当前位置:网站首页>Performance optimization topics
Performance optimization topics
2022-06-22 09:10:00 【zuhan_ twenty million two hundred and ten thousand three hundre】
Recently, the project team is putting into operation the bottleneck problem of performance optimization , The optimization tools and optimization points are summarized as follows :
System level performance optimization usually consists of two phases : Performance analysis (performance profiling) And code optimization .

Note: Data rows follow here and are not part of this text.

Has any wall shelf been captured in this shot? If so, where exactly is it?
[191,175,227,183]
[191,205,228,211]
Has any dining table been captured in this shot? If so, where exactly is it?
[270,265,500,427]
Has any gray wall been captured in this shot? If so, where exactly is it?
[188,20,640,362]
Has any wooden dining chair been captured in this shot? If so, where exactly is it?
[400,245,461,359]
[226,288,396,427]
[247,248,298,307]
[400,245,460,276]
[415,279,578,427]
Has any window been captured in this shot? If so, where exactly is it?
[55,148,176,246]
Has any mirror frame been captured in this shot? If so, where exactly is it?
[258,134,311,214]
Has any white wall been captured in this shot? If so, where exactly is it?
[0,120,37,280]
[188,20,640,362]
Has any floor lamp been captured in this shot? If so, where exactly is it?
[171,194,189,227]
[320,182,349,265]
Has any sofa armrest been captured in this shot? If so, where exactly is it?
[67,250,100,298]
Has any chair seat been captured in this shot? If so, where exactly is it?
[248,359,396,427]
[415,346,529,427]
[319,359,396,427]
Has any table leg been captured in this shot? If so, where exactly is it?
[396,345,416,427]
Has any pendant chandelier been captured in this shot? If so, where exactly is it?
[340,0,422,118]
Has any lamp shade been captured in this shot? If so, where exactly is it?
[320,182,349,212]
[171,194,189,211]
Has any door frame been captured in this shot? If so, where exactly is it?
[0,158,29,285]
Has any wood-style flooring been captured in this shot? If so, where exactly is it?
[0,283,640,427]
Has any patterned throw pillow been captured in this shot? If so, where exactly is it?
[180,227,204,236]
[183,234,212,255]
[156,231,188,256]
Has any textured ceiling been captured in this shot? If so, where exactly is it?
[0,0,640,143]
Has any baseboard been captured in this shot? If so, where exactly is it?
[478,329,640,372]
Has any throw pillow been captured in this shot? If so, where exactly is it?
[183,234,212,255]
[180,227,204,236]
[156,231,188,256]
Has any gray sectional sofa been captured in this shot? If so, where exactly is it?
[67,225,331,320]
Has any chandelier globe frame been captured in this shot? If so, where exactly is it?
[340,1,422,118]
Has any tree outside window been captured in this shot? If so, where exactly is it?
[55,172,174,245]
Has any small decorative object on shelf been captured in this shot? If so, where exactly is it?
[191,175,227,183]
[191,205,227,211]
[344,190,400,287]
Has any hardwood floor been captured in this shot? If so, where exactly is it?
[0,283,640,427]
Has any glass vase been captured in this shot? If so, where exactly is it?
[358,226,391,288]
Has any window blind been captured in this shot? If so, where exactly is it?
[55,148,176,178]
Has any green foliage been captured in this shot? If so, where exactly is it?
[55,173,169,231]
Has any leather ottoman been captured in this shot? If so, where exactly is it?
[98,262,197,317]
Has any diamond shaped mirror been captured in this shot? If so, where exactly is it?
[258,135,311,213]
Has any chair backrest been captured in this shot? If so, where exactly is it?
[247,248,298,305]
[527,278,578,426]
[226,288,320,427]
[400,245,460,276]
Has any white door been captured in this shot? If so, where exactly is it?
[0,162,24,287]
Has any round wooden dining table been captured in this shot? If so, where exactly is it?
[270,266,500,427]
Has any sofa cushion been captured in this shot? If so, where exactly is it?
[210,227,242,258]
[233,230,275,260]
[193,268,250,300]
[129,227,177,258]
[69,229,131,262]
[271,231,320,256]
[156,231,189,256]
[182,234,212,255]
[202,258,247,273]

The goal of performance profiling is to find performance bottlenecks , Find out the causes of performance problems and hot codes .
The goal of code optimization is to optimize code or compilation options for specific performance problems , To improve software performance .
Improve instruction utilization , Need to improve Instruction level parallelism (Instruction Level Parallelism, ILP), Reduce data dependency and memory access dependency .
Function jump , Memory barrier , Branch prediction failure will lead to pipeline jam , Affect instruction execution efficiency . For example, the reasonable use of inline functions can sacrifice storage space , Reduce jump instructions and stack pressing and stack pushing operations , thus Improve execution efficiency .
One 、 Performance profiling tools :
1、 perf Tools
effect : View function occupancy CPU The proportion 、cache Hit rate, etc
Usage mode : take perf Tool put /sbin/ Package and execute under the directory
Common commands :
perf top Display the occupation of each function cpu The proportion
perf stat Used to run instructions , And analyze the statistical results
perf stat -r 5 -e cache-misses,cache-references see cache-miss rate
https://wudaijun.com/2019/04/linux-perf/
https://www.cnblogs.com/arnoldlu/p/6241297.html
https://www.cnblogs.com/sunsky303/p/8328836.html
Principle introduction :https://blog.csdn.net/chichi123137/article/details/80139237
2、 profile Tools
effect : Check the function time consumption
Clear command :
readprofile -m /proc/system.ko –p /proc/profile -r
Commands for viewing :
readprofile -m /proc/system.ko –p /proc/profile -v
https://www.cnblogs.com/no7dw/archive/2012/10/17/2727692.html
3、 linux The system has its own commands
(1)top see cpu Usage rate
(2)vmstat 1 see [ Number of context switches ]
Among them cs(context switch) This is the number of context switches per second , According to different scenes ,CPU Context switching can also be divided into interrupt context switching 、 Thread context switch and process context switch , But whatever it is , Too many context switches , Will put CPU Time consumed in registers 、 Kernel stack and virtual memory data storage and recovery , So as to shorten the actual running time of the process , The overall performance of the system is greatly reduced .vmstat In the output of us、sy User mode and kernel mode respectively CPU utilization , These two values are also very referential .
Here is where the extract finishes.